La joie en tête !

L'Avent, un temps pour rayonner




Autour de nous, le monde est morose. Entre la solitude du confinement, les emplois menacés, l’émergence de nouvelles pauvretés, la réponse politique volatile, la menace terroriste, les violences de policiers et de casseurs, la liberté d’expression malmenée, la forte recrudescence des dépressions nerveuses et des suicides dans notre pays…


Dans ce contexte difficile, entendre les quatre premiers mots de l’Évangile selon Saint-Marc peut sembler naïf et hors de propos : “Commencement de l'Évangile”. “Début de la bonne nouvelle”. Étymologiquement, on peut traduire “En tête” [bereshit] du bon message [evangelion]". En d’autres termes : “Ce que Dieu a en tête, c’est un bon message”.


Ce qui habite la pensée de Dieu, ce ne sont pas des pensées d’inquiétude, d’incompréhension, de peur ou de colère - comme nous sommes tentés d’en avoir en cette période compliquée - mais un bon message, une bonne nouvelle.


Cette sorte de “pensée positive”, Dieu l’a depuis toujours ; depuis le commencement, justement : “bereshit”, premier mot de la Genèse. Avec la création tout entière, nous sommes le fruit de cette pensée positive de Dieu. Du commencement jusqu’au terme, notre vie jaillit de ce que Dieu a “en tête”. Et ce qu’il a en tête, c’est nous ; et “cela est bon, cela est même très bon” (Gn 1, 31).

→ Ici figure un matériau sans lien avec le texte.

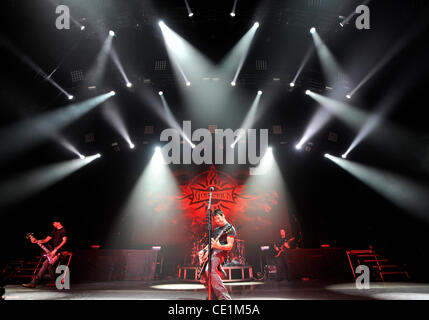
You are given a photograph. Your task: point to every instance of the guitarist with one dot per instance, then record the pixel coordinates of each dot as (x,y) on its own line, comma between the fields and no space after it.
(281,246)
(220,249)
(59,239)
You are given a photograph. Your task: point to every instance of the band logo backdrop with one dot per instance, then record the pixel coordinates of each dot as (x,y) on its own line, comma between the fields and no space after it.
(256,208)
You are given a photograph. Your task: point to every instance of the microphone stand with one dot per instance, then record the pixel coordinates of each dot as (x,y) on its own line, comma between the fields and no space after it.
(209,226)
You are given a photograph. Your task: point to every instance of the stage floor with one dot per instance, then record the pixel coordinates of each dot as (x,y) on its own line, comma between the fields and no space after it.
(253,290)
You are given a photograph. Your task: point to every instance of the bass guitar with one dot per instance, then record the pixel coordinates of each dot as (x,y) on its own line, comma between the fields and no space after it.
(204,259)
(48,255)
(284,247)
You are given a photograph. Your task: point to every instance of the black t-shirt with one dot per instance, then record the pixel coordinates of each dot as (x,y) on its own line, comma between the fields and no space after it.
(281,241)
(57,237)
(223,238)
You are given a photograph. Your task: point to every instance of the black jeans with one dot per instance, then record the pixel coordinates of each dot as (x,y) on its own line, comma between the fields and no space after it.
(218,288)
(51,268)
(282,267)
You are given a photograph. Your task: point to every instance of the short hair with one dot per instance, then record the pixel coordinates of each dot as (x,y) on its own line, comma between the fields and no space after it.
(218,212)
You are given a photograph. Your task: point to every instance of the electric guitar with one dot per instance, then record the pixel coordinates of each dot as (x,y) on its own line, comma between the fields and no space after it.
(284,246)
(48,254)
(204,259)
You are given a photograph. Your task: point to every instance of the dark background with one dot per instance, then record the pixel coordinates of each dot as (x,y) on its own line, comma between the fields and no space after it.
(332,206)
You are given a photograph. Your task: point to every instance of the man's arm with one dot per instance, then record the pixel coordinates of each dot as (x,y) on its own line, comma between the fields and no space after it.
(226,247)
(48,238)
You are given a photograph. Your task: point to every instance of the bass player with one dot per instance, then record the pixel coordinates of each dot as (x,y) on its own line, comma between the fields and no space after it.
(219,250)
(59,239)
(281,246)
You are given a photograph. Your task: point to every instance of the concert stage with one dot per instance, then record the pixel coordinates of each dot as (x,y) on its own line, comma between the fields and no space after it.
(251,290)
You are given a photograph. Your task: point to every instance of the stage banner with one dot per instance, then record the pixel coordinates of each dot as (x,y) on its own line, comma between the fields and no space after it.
(255,205)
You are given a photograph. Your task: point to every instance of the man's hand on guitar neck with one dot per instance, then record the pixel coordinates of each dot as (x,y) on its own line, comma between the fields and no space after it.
(216,244)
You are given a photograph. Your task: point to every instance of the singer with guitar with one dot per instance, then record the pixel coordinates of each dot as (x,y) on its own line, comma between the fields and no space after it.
(282,246)
(59,239)
(222,242)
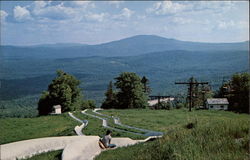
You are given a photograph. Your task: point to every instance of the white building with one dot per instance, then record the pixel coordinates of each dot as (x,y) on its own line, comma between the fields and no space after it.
(217,103)
(155,101)
(57,109)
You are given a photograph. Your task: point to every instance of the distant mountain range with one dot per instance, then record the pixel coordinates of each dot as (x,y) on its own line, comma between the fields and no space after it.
(132,46)
(25,71)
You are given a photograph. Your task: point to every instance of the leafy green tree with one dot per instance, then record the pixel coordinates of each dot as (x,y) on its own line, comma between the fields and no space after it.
(63,90)
(130,94)
(88,104)
(44,104)
(145,83)
(110,101)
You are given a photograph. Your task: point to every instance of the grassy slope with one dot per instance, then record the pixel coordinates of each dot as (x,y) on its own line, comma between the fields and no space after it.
(95,128)
(16,129)
(53,155)
(216,135)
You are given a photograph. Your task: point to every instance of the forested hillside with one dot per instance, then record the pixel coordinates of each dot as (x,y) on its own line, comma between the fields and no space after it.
(25,73)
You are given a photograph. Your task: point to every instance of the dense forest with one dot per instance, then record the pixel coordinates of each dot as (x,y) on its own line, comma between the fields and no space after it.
(25,75)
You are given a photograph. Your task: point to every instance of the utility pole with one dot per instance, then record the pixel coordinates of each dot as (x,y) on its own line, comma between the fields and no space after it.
(158,98)
(191,84)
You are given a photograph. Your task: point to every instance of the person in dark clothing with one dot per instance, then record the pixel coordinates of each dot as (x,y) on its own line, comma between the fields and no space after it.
(106,140)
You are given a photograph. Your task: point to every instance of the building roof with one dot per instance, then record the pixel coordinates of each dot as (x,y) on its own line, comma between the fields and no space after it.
(217,101)
(57,106)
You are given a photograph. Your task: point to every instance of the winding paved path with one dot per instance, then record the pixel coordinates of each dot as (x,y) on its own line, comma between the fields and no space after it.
(105,123)
(118,122)
(78,129)
(74,147)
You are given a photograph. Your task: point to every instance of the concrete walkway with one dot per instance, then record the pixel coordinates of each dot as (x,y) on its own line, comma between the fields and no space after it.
(74,147)
(105,123)
(118,122)
(78,129)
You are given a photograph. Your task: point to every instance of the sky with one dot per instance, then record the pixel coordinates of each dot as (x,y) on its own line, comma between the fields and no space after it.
(94,22)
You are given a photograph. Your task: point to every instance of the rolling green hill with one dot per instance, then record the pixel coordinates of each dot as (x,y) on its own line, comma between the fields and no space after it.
(26,71)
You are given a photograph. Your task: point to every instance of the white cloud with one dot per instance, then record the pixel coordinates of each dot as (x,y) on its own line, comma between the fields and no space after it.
(180,20)
(167,7)
(40,4)
(21,13)
(96,17)
(3,15)
(125,14)
(57,12)
(116,3)
(226,24)
(83,4)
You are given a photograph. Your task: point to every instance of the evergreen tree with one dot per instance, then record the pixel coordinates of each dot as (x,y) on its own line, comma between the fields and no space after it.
(110,101)
(63,90)
(145,83)
(237,91)
(130,94)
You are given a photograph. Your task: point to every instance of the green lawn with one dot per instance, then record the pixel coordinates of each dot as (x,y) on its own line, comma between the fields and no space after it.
(95,128)
(16,129)
(212,135)
(53,155)
(196,135)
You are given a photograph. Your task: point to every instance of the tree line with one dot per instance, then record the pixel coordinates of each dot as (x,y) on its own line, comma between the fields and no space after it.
(131,91)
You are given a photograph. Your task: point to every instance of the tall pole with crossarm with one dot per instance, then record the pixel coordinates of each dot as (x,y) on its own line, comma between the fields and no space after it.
(191,83)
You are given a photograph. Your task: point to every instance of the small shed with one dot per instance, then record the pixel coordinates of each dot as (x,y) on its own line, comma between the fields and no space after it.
(217,103)
(57,109)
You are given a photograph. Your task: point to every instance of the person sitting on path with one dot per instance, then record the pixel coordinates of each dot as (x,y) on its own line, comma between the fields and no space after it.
(107,139)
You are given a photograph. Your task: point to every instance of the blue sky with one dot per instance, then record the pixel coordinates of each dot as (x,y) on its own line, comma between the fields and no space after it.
(89,22)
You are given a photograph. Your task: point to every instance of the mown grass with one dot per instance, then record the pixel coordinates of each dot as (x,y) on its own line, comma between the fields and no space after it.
(53,155)
(95,128)
(112,124)
(213,135)
(16,129)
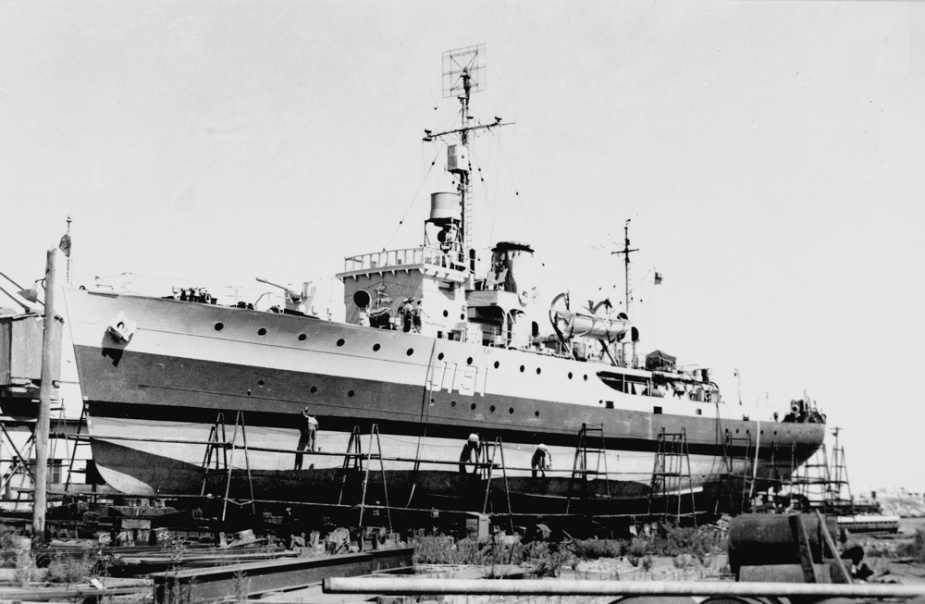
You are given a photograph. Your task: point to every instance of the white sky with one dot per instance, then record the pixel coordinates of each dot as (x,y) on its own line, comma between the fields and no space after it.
(769,154)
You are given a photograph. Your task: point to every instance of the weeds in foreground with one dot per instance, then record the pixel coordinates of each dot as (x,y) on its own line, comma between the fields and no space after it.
(68,569)
(592,549)
(26,570)
(9,546)
(914,549)
(546,558)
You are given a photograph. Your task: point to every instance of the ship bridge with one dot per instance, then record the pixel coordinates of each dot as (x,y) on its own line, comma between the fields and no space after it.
(427,259)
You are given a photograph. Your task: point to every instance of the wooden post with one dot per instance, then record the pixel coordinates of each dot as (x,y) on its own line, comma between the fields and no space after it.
(51,366)
(801,539)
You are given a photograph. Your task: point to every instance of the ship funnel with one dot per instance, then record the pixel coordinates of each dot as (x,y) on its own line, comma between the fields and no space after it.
(445,208)
(362,299)
(512,267)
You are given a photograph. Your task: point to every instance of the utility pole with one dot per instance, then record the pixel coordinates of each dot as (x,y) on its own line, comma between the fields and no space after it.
(51,367)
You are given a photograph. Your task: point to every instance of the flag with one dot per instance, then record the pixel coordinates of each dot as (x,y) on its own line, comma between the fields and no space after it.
(65,245)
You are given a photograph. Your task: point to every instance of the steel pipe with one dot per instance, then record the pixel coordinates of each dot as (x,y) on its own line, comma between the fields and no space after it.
(414,586)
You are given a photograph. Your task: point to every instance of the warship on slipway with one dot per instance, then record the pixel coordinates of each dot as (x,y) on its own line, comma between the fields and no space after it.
(158,373)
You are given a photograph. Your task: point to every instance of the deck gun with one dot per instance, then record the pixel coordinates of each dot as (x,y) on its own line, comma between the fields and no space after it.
(295,300)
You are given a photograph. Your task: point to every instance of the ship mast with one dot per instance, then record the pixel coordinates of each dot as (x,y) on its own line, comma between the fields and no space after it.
(463,74)
(626,251)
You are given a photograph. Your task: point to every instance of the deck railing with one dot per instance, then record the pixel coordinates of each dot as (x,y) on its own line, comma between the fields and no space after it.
(399,258)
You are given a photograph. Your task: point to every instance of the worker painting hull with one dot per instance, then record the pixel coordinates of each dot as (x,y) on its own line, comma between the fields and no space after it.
(154,400)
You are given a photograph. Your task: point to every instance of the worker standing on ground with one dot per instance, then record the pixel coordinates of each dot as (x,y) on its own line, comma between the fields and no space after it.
(470,453)
(418,316)
(542,460)
(308,431)
(406,312)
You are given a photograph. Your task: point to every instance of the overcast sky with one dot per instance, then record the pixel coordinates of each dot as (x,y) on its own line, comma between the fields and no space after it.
(769,154)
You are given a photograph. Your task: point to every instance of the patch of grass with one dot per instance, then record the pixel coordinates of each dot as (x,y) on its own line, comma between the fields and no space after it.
(592,549)
(26,570)
(69,569)
(680,540)
(547,559)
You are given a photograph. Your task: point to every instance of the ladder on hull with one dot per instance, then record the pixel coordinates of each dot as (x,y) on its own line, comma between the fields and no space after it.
(591,444)
(672,469)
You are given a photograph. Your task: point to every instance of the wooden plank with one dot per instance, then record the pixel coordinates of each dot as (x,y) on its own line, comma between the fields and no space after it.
(802,542)
(842,571)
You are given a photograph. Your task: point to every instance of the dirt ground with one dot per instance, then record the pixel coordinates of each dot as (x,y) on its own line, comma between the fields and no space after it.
(880,554)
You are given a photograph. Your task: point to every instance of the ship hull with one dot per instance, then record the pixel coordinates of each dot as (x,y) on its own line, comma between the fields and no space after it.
(156,400)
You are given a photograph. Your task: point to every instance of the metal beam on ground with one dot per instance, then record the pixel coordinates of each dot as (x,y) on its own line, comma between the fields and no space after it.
(207,584)
(416,586)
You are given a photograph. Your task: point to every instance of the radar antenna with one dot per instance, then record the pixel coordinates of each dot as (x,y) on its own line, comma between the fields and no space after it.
(626,251)
(463,74)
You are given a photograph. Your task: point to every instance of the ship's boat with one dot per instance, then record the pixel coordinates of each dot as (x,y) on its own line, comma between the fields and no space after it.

C’est vrai, la vie nous paraît bien sombre parfois. Et je comprends qu’il soit légitime de passer par des moments de tristesse, comme Jésus à Gethsémani. Mais comme le Christ a dépassé son angoisse, nous sommes appelés à ne jamais nous laisser dominer par ces sentiments néfastes. Plus qu’un état d’âme, la joie et l’enthousiasme sont pour nous une tâche à accomplir, une mission qui nous est confiée par le Seigneur. “Vous êtes le sel de la terre” dit Jésus. “Vous êtes la lumière du monde” (Mt 5, 14). A nous d’apporter au monde l’enthousiasme qui lui fait si cruellement défaut.


Pourquoi c’est à nous de le faire ? Parce que nous, chrétiens, avons reçu le privilège de la foi. Pour nous, c’est clair : les souffrances du monde présent ne sont que temporaires ; elles sont comparables aux douleurs d’un accouchement et, en cela, elles annoncent la vie.


De la même manière, nous savons que le Christ est déjà venu dans la chair et nous savons qu’il s’apprête à revenir dans la gloire. Cette joie, cette espérance, c’est ce que l’Église célèbre chaque année pendant le temps de l’Avent. Aussi, c’est une bénédiction que l’Avent nous soit donné maintenant. Parce que le monde a besoin de notre optimisme et de notre enthousiasme maintenant.


En cette deuxième semaine de l’Avent, nous pourrions être de bons relais de l’évangile en apportant l’enthousiasme partout où il manque : “Là où il y a le désespoir, que je mette l’espérance. Là où il y a les ténèbres, que je mette la lumière. Là où il y a la tristesse, que je mette la joie. Là où il y a le doute, que je mette la foi.” Vous aurez reconnu la belle prière de Saint François d’Assise.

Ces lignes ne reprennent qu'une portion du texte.